In the battle against HIV/AIDS conditions on the frontlines are constantly in flux as treatment, research and policy evolve. The landmark HIV Prevention Trials Network (HPTN) 052 study, which established that antiretroviral treatment in people who are HIV positive decreases the likelihood of transmitting HIV to their sexual partners, was no exception. One year after publication the study serves as a case study of ethical challenges faced at every stage of the research trial process in the new paper “Establishing HIV treatment as prevention in the HIV Prevention Trials Network 052 randomized trial: an ethical odyssey,” published in the June 2012 issue of Clinical Trials.
HPTN 052 was designed to investigate two questions related to the use of antiretroviral treatment (ART). First, can ART be used to prevent sexual transmission of the HIV virus, and second, is earlier use of ART better for the health of someone who is already HIV positive? In 2007, the full trial began at 13 sites in 9 countries, with 1763 couples enrolled. In each couple, one partner was HIV-positive and one HIV-negative.
“HPTN 052 provides useful real-world examples of the types of ethical difficulties faced when conducting research that has profound implications for public health and how these difficulties can be managed in order to both protect the participants and do good science,” says Jeremy Sugarman, MD, MPH, MA, co-author of the paper and deputy director for medicine of the Johns Hopkins Berman Institute of Bioethics.
To address the research questions, study participants were randomly assigned to two groups one that would receive ART earlier, and the other at a later stage of HIV progression. This became a source of ethical tensions as the trial progressed and enthusiasm for earlier ART treatment grew, whereas previously it had been considered potentially unsafe. For example, in November 2009 the World Health Organization (WHO) issued new guidelines recommending that ART treatment begin earlier.
The deliberation and evolving guidance on ART treatment “brought into sharp focus the ethical tensions inherent to a moral obligation to intervene and the sometimes-conflicting need for gathering data to develop evidence-based practices,” write Sugarman and his co-authors Myron S. Cohen, MD, and MaryBeth McCauley, M.P.H.

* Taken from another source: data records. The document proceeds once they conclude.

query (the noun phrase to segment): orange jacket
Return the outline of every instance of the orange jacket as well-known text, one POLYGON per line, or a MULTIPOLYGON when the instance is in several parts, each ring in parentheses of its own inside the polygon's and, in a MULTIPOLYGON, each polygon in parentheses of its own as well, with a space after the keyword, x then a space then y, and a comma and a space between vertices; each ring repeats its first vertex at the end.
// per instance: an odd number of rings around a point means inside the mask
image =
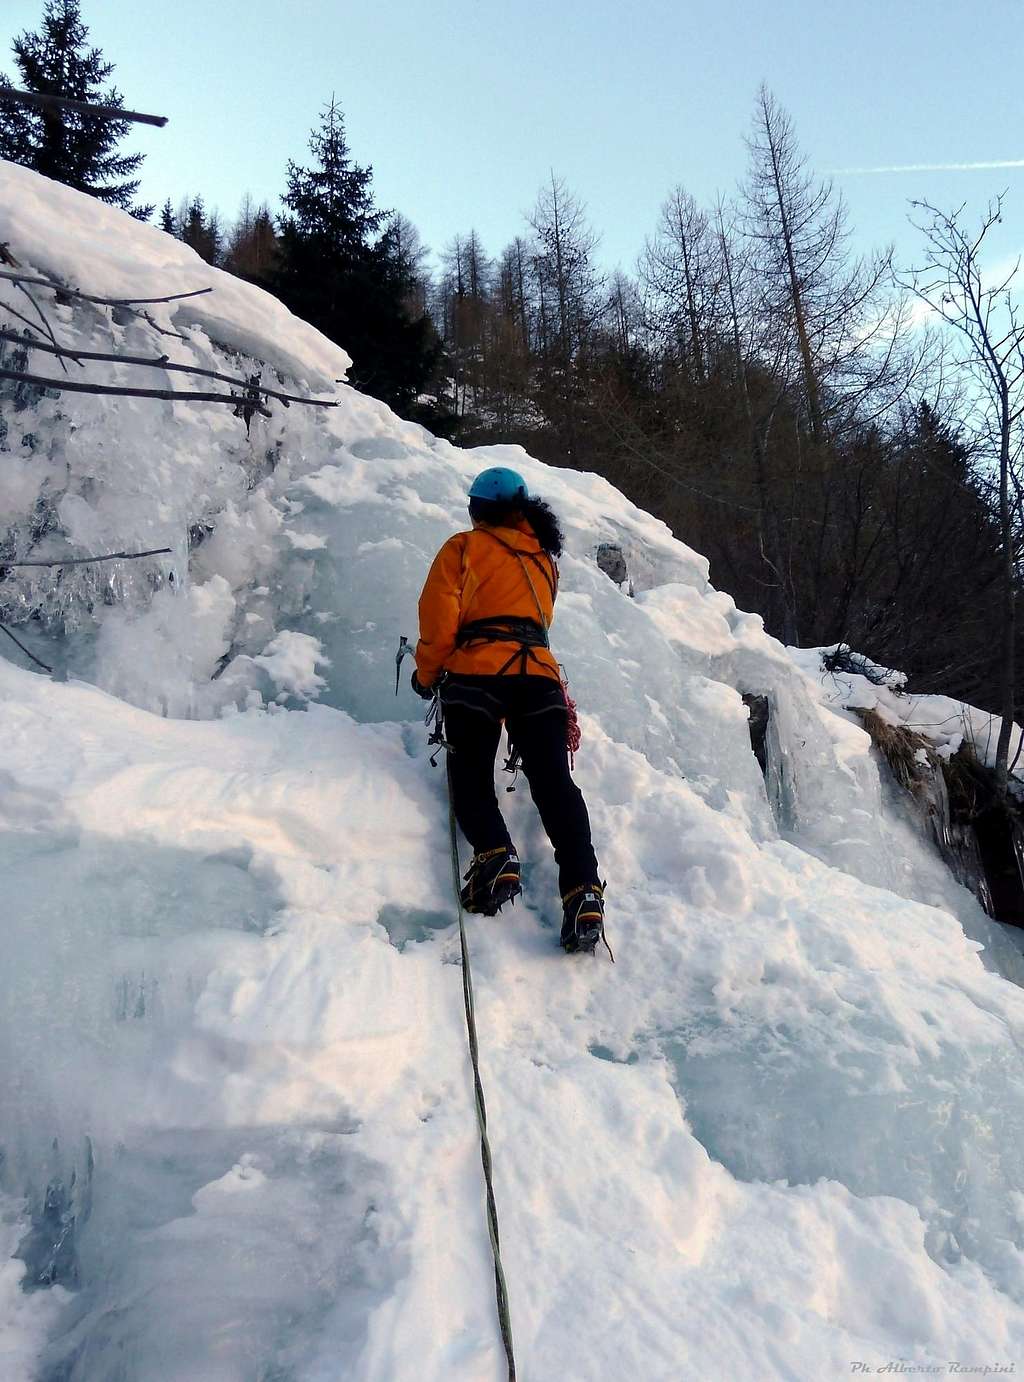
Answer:
MULTIPOLYGON (((547 627, 554 614, 557 589, 554 558, 543 550, 525 519, 515 528, 481 526, 450 537, 434 558, 420 595, 420 641, 416 645, 420 684, 431 686, 442 671, 482 677, 494 676, 503 667, 509 673, 521 672, 519 657, 505 666, 516 653, 515 639, 456 648, 456 634, 463 624, 503 615, 534 623, 540 623, 543 616, 547 627), (515 551, 510 552, 509 547, 515 551)), ((547 648, 529 650, 526 670, 556 680, 559 676, 558 663, 547 648)))

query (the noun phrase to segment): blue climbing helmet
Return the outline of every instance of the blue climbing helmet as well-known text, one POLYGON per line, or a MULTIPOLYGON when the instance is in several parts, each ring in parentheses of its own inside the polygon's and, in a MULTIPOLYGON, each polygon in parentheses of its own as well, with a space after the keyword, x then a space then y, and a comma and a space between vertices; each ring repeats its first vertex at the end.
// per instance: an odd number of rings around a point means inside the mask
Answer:
POLYGON ((482 470, 469 487, 470 499, 489 499, 492 503, 514 504, 527 497, 526 481, 518 470, 495 465, 482 470))

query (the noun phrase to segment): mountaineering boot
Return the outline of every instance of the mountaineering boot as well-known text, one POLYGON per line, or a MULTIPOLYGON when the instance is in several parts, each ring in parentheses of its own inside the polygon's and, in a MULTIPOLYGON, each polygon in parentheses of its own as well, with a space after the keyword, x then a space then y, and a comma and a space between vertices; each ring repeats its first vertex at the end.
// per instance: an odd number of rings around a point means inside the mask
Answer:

The authors point to the “constant threat” from observational and ecological study data, and the official guidelines they inspire, as posing a critically important ethical lesson of HPTN 052: whether and how a randomized trial should respond in light of them. “As these necessary changes were made, they threatened the very research that might support or refute the recommendations themselves,” they write. The authors credit the Data and Safety Monitoring Board (DSMB), which met 11 times during the trial, for helping make critical calls as new developments arose during the trial, and maintaining essential communication with the investigators and Institutional Review Boards.

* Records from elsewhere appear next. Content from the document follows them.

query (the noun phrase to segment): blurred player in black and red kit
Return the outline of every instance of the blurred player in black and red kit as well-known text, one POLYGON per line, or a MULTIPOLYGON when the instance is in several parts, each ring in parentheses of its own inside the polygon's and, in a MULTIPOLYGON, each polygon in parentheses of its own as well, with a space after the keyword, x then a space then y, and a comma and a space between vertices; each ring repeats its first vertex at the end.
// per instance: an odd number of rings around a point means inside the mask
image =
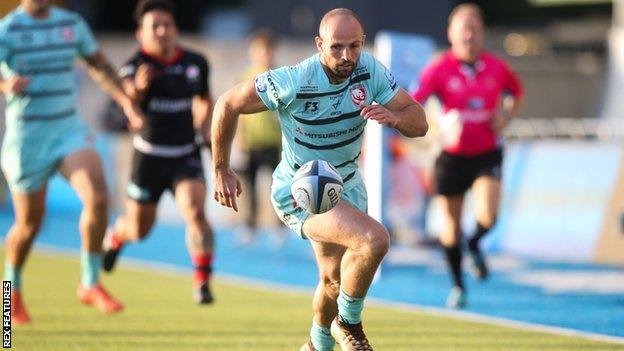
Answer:
POLYGON ((440 241, 454 285, 447 305, 455 308, 466 303, 460 247, 464 193, 472 189, 475 199, 477 228, 468 240, 473 273, 485 279, 488 269, 479 241, 495 224, 498 212, 503 160, 500 132, 517 113, 523 94, 507 64, 484 50, 483 26, 477 5, 458 5, 449 16, 451 49, 425 68, 412 95, 421 103, 435 95, 443 105, 439 124, 444 149, 435 164, 435 187, 445 218, 440 241))
POLYGON ((113 269, 124 244, 147 236, 160 196, 170 190, 186 222, 186 243, 195 266, 193 298, 197 303, 210 303, 214 240, 204 214, 206 185, 196 142, 196 132, 209 140, 208 63, 179 47, 170 1, 140 1, 135 19, 141 49, 121 69, 121 77, 147 120, 133 139, 129 199, 125 214, 107 233, 104 270, 113 269))

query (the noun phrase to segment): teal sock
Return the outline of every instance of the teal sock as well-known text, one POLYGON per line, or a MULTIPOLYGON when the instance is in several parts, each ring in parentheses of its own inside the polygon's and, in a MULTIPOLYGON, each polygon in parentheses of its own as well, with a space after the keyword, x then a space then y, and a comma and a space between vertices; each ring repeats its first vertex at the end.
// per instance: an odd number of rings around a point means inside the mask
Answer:
POLYGON ((332 351, 336 344, 329 329, 321 327, 314 323, 314 321, 312 322, 312 329, 310 330, 310 339, 312 339, 312 345, 314 345, 314 348, 318 351, 332 351))
POLYGON ((102 255, 94 252, 80 252, 80 284, 85 288, 94 287, 98 282, 102 255))
POLYGON ((15 268, 9 261, 4 261, 4 278, 11 282, 12 290, 19 290, 22 285, 22 267, 15 268))
POLYGON ((342 289, 338 295, 338 315, 349 324, 357 324, 362 321, 362 310, 364 309, 363 297, 351 297, 342 289))

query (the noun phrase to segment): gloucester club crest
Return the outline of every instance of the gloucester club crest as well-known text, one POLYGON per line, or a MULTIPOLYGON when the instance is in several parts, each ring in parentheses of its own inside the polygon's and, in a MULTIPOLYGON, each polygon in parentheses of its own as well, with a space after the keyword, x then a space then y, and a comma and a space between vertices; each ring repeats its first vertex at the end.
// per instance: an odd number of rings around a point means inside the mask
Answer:
POLYGON ((351 87, 351 101, 356 106, 366 104, 366 88, 364 88, 363 84, 356 84, 351 87))
POLYGON ((74 29, 70 26, 61 28, 61 37, 65 42, 70 43, 74 39, 74 29))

Yet even as HPTN 052 was being designed, ethical questions were raised as to the potential “coercion” of participants who would otherwise not have access to ART. The authors agree that “the unavailability of ART at the research sites reflected long-standing issues of global justice,” but point out that initiatives coinciding with (but separate from) the trial by the WHO, the Global Fund to Fight AIDS, Tuberculosis, and Malaria, as well as the President’s Emergency Plan for AIDS Relief (PEPFAR) made ART much more widely available without having to enroll in HPTN 052.

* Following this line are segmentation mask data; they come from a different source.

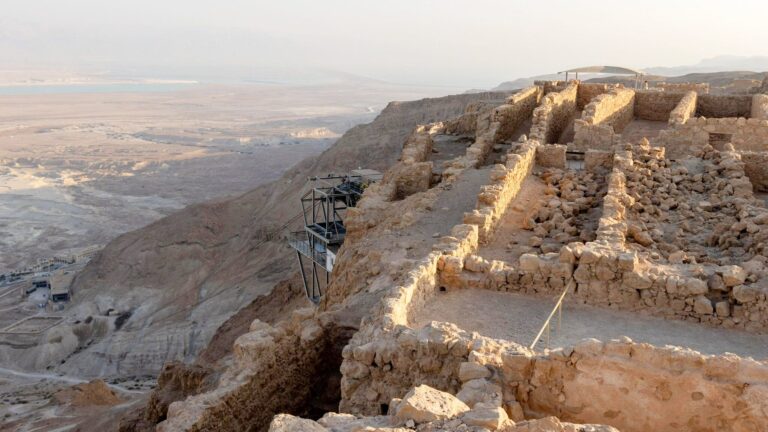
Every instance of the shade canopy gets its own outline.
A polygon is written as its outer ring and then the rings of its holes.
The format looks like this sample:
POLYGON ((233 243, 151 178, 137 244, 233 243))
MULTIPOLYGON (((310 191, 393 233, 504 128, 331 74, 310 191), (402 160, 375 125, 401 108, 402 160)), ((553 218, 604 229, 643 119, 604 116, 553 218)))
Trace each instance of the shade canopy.
POLYGON ((586 66, 568 69, 558 73, 601 73, 613 75, 643 75, 643 71, 619 66, 586 66))

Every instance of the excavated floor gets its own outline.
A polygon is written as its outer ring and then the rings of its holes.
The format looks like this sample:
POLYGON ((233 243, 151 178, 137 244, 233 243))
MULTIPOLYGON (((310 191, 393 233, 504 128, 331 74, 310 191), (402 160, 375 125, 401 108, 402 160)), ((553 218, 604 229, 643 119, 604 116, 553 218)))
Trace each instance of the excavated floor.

The authors also address the question of the study’s potential to encourage unsafe sex for the sake of research results into the transmissibility of HIV, a common ethical issue raised in HIV research. The authors assert that “including a ‘prevention package’ is ethically obligatory,” and should include methods known to be effective and accessible to participants.
“Throughout the course of the trial, the search for ‘scientific truth’ had to be weighed along with the rights and welfare of the subjects,” said Sugarman.
Though some of the results of HPTN 052 were published in May 2011, the trial is still ongoing and will continue as planned until 2015, to assess long-term outcomes of early versus late ART treatment.